I have 30 minutes. Also there are call rooms available to sleep in when the weather is bad or if you live further than 30 min away.

Specializes in OR.

It is.very interesting to hear rules change so much for the same work we people do. Here in the uk we work differently. Eu laws regulate our working patterns. It is compulsory to have an 11 hour break between shifts. You cannot be on call if you work a 12 hour shift. You can take call on your day off. And when we take call no matter what we get paid for 2 hours for being on call and if we get called then we get paid for the time we come plus 7.5 hours and get the next day off.

Specializes in PACU.

PACU invader here. I love the call. It's a good way to make money and have some fun. You never know what kind of interesting case will come up. In our unit we'll often be on Friday night through Monday morning. If it's really busy you can indeed get exhausted, but fortunately that's pretty rare.

I once got maybe 4 hours of sleep in 48 hours though. Every time I'd get home and in bed I'd get called back in. That was rough at the tail end.

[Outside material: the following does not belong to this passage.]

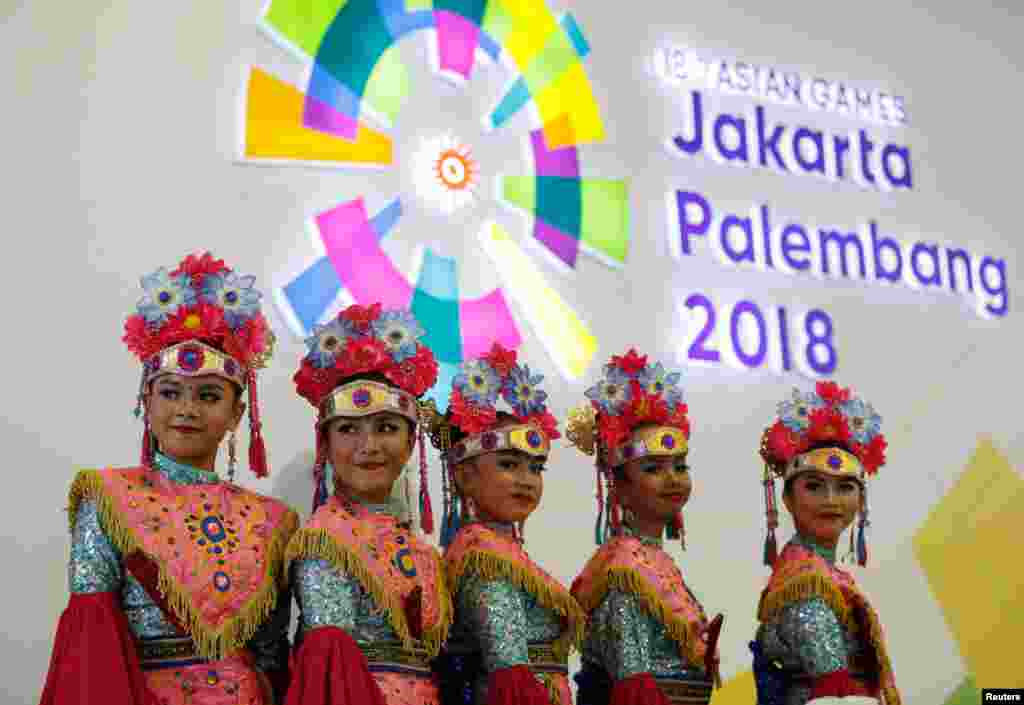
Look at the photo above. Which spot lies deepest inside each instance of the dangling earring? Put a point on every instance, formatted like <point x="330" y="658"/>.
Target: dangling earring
<point x="468" y="510"/>
<point x="232" y="456"/>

We wanted to cry when the ICU was full and we were going to have to hold the last patient indefinitely. Fortunately the patient had become quite stable and we got him downgraded to PCU and got him transferred.

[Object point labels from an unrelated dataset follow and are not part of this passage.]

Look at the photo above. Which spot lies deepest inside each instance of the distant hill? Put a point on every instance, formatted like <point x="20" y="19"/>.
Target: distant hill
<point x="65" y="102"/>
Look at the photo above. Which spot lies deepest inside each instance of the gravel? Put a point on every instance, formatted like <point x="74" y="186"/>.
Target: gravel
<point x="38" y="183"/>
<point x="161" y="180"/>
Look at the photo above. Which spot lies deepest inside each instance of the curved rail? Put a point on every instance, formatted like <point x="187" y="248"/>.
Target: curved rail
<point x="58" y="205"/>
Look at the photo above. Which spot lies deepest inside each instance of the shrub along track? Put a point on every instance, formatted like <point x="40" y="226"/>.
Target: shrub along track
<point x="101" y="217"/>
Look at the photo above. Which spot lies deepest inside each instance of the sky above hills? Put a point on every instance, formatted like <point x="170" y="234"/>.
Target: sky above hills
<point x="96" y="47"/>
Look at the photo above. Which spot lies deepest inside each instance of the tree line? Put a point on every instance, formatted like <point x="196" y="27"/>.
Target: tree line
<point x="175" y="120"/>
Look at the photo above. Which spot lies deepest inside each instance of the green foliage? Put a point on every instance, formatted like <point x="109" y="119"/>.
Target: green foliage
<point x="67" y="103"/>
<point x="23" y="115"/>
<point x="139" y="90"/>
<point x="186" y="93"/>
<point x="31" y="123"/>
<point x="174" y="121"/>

I will say I feel bad for the OR folks on those really lengthy call shifts when it's non-stop cases without a chance for a decent break. Us PACU types have a much easier time escaping to the lounge for a snack, and we can have drinks in a designated corner of the unit.

If you're going to take a lot of call it's nice to be close the hospital. I used to live about 30-40 minutes away and would have to haul butt to get there in a timely manner. Now I'm 10-15 minutes away and I have to drag my feet to give the rest of the team time to arrive.